EPN-V2

ACIT4030 Machine Learning for 3D Computer Vision Course description

Course name in Norwegian
Machine Learning for 3D Computer Vision
Study programme
Master's Programme in Applied Computer and Information Technology
Weight
10.0 ECTS
Year of study
2019/2020
Course history

Introduction

This course will present the state of the art in algorithms for machine learning on images and 3D data. After a brief introduction to image processing and 3D geometry, we will cover topics within both supervised and unsupervised learning. The course covers classical problems like classification, segmentation, and correspondence detection. Recent work on shape and image synthesis will also be discussed. We will in particular study deep neural architectures for 2D images and 3D data such as point clouds and shape graphs. Additionally, 3D shape design with generative models will be presented.

Recommended preliminary courses

We assume good background in programming, machine learning, and linear algebra. Knowledge of computer graphics and image processing is preferable, but not strictly required.

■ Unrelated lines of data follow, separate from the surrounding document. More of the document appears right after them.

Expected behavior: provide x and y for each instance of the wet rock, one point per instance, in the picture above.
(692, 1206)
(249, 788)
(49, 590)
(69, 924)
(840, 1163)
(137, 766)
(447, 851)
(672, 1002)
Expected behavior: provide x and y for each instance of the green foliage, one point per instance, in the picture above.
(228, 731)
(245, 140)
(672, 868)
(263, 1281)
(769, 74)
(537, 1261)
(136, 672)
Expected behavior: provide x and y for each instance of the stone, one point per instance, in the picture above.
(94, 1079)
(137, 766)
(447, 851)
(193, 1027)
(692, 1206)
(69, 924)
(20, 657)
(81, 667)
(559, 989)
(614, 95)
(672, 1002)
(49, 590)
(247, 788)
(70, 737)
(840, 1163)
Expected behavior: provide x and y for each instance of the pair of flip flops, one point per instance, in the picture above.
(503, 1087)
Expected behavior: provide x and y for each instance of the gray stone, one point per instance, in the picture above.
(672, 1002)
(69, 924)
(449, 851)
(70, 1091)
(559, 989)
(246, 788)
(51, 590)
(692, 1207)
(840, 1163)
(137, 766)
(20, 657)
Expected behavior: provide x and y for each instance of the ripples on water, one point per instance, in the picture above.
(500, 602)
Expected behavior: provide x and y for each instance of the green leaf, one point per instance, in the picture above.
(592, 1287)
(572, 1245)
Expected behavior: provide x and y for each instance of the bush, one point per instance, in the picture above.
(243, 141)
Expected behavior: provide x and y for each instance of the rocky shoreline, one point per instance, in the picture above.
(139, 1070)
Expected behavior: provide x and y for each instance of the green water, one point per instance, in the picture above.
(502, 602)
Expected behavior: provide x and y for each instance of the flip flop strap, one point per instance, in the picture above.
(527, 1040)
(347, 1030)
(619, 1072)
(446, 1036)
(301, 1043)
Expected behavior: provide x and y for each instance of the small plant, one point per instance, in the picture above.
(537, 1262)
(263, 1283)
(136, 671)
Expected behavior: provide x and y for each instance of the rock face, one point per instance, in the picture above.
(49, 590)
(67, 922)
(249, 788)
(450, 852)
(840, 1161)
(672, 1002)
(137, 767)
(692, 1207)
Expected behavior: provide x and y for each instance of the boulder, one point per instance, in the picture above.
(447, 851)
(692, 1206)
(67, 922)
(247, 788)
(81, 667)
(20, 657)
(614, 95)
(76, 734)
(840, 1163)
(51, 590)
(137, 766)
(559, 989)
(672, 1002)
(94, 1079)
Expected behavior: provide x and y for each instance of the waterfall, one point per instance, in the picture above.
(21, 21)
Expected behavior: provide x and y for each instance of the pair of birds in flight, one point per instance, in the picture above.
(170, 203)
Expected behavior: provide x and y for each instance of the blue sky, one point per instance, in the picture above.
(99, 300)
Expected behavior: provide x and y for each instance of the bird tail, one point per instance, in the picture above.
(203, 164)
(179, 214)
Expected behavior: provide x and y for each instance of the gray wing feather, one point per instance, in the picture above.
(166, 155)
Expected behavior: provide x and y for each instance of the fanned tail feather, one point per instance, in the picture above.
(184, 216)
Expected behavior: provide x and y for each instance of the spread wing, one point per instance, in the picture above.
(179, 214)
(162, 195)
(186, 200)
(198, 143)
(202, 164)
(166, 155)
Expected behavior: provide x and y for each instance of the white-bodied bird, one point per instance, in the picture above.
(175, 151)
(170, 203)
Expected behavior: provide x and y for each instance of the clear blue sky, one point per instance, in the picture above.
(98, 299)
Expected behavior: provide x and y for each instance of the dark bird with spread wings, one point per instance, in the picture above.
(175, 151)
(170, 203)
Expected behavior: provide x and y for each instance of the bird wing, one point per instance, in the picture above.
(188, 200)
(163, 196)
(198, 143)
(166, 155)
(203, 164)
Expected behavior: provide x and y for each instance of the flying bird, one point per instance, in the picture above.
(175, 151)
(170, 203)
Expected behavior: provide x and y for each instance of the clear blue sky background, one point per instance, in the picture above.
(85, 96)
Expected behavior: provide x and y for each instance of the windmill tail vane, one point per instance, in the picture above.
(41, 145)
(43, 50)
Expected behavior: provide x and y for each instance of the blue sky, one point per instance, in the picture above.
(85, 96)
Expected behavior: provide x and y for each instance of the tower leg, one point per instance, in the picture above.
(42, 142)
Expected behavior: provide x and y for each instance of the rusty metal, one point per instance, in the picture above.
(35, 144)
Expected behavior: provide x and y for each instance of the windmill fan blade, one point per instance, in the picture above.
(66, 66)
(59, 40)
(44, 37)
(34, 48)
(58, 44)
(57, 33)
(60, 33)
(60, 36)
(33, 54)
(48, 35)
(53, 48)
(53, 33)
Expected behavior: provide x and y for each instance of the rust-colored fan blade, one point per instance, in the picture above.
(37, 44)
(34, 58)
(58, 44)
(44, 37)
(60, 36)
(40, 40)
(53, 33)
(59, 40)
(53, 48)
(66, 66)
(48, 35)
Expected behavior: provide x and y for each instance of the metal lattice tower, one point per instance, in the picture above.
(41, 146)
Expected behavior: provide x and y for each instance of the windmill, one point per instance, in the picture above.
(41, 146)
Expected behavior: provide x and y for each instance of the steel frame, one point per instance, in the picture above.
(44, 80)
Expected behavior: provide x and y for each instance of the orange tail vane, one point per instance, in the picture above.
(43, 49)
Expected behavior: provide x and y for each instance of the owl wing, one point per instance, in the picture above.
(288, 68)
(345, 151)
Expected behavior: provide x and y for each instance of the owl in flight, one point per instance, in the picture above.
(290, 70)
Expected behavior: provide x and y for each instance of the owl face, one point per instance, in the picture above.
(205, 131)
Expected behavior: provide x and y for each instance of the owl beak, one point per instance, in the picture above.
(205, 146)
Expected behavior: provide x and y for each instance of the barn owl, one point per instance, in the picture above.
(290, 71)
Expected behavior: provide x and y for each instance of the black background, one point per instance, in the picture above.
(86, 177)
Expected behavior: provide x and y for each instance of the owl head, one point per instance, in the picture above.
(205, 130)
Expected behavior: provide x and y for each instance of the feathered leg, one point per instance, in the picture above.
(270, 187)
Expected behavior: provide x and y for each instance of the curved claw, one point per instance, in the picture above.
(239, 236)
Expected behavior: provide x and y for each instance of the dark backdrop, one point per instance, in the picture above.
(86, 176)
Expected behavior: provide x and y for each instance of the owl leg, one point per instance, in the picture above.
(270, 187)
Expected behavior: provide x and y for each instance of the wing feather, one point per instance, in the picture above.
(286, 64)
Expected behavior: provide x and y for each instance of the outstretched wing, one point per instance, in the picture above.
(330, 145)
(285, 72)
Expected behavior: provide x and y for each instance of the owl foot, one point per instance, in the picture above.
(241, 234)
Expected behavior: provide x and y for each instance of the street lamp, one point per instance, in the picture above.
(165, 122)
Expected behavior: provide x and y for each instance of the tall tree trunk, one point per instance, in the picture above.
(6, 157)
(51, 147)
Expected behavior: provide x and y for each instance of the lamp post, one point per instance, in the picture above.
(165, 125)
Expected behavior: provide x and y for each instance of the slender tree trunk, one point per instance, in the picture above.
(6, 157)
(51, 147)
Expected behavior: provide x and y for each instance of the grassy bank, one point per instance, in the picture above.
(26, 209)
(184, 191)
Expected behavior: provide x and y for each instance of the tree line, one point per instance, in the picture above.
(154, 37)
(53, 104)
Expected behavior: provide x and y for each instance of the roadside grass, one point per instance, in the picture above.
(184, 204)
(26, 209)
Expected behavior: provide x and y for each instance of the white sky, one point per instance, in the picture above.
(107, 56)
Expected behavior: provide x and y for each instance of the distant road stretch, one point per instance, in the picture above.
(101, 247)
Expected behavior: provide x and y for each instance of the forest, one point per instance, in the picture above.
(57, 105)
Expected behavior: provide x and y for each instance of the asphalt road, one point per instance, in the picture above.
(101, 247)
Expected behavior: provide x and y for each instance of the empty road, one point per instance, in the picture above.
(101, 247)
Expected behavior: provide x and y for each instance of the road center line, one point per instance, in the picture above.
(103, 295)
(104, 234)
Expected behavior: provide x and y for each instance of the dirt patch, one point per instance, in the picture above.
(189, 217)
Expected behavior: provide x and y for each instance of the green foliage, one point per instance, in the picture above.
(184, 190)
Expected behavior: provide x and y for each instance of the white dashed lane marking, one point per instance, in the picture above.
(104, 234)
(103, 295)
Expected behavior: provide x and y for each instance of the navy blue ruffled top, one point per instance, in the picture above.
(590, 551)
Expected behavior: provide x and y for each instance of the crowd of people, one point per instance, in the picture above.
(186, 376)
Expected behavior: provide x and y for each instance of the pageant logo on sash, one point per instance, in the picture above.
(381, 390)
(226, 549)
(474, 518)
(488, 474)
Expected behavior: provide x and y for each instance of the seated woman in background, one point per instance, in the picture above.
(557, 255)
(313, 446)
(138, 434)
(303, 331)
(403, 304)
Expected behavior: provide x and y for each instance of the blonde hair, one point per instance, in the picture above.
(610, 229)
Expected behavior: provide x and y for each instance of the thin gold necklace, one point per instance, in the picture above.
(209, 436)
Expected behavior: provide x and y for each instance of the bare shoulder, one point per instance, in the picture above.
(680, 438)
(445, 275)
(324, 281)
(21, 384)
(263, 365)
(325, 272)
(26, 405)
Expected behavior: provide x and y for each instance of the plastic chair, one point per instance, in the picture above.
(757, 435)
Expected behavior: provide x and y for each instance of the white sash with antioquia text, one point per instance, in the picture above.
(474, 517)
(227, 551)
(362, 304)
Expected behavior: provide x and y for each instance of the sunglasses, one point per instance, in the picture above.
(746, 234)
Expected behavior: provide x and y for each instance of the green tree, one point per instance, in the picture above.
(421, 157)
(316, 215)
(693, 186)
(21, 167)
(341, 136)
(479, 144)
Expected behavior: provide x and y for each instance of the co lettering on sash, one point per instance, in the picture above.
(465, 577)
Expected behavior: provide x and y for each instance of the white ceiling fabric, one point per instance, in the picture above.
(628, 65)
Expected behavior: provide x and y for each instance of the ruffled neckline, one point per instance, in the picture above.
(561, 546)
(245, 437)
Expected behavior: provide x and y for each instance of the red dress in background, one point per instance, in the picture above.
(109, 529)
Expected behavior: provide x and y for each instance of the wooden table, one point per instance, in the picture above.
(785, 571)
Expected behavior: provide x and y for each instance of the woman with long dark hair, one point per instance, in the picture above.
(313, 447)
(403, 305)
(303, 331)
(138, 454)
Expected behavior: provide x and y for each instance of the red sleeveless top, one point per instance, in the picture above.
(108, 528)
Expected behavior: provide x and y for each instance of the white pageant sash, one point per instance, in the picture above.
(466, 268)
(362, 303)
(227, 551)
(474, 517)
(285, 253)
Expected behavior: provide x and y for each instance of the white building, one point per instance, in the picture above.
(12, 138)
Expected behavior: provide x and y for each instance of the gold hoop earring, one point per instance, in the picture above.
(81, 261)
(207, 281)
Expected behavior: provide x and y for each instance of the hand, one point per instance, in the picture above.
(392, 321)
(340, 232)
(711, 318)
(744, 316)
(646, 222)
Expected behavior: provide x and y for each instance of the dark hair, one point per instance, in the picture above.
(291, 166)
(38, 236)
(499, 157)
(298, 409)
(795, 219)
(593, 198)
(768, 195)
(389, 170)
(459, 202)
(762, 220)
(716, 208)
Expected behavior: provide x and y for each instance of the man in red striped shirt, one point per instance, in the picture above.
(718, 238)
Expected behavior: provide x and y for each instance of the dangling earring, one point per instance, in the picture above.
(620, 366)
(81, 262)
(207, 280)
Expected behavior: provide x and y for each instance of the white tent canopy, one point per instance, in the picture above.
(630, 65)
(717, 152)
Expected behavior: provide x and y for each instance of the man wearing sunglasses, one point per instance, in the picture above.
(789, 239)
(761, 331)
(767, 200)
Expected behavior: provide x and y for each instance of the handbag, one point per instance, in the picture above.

Required preliminary courses

No formal requirements over and above the admission requirements.

Learning outcomes

A student who has completed this course should have the following learning outcomes, defined in terms of knowledge, skills and general competence:

Knowledge

On successful completion of this course the student

  • has advanced knowledge of cultural differences and cultural dimensions related to universal design
  • has advanced knowledge of technology, best practices and development processes for ICT solutions
  • has advanced knowledge of how to analyse the cultural conditions that lead to communication gaps and digital divides

Skills

On successful completion of this course the student

  • can carry out necessary analysis and testing across cultures
  • can design culture neutral prototypes
  • can use knowledge of different cultures and group dynamics to communicate, collaborate and resolve conflicts
  • can act objectively when carrying out evaluations and have knowledge about their own impact on processes and results

General competence

On successful completion of this course the student

  • can analyse academic, professional and ethical issues related to accessibility in diverse cultures
  • can apply knowledge and skills in universal design of ICT to solve accessibility problems in diverse cultures
  • can provide comprehensive independent study and master expressions and terms in the field
  • can contribute to new thinking and innovation processes

Content

  • Introduction to image processing and geometric modelling
  • Convolutional neural networks for images and graphs
  • Segmentation for images and shapes
  • Correspondences and mappings
  • Modelling, synthesis, and analysis
  • Joint embedding for images and 3D data

Teaching and learning methods

Teaching approach is a combination of traditional weekly lectures and assignments, student- led seminars, and a final project. Lectures will present the core theory of the course content and homework will focus on theoretical knowledge. In student-led seminars, topical research papers will be presented and discussed. The final project exposes the student to a chosen real- world problem relevant to the course topic.

Practical training

The student will be exposed to programming with repositories such as ImageNet and ShapeNet and will have created solutions for real-world problems related to data-driven graphics and imaging.

Course requirements

The course is organized as a series of lectures and seminars that cover the main theories. After this, students may travel abroad (for four to six weeks) to carry out fieldwork in collaboration with partners. The availability of partner institutions and their reseacher / supervisor to accept students may vary. Examples of possible fieldwork are requirement analysis or testing a culture neutral prototype.

Assessment

  • A group project plan must be approved before the project starts. Students will receive feedback during the planning stage of the project. Groups carry out projects, which last for one month, according to the approved project plan.
  • A 30-minute group project presentation is to be delivered in a mini-conference in class in the end of the semester.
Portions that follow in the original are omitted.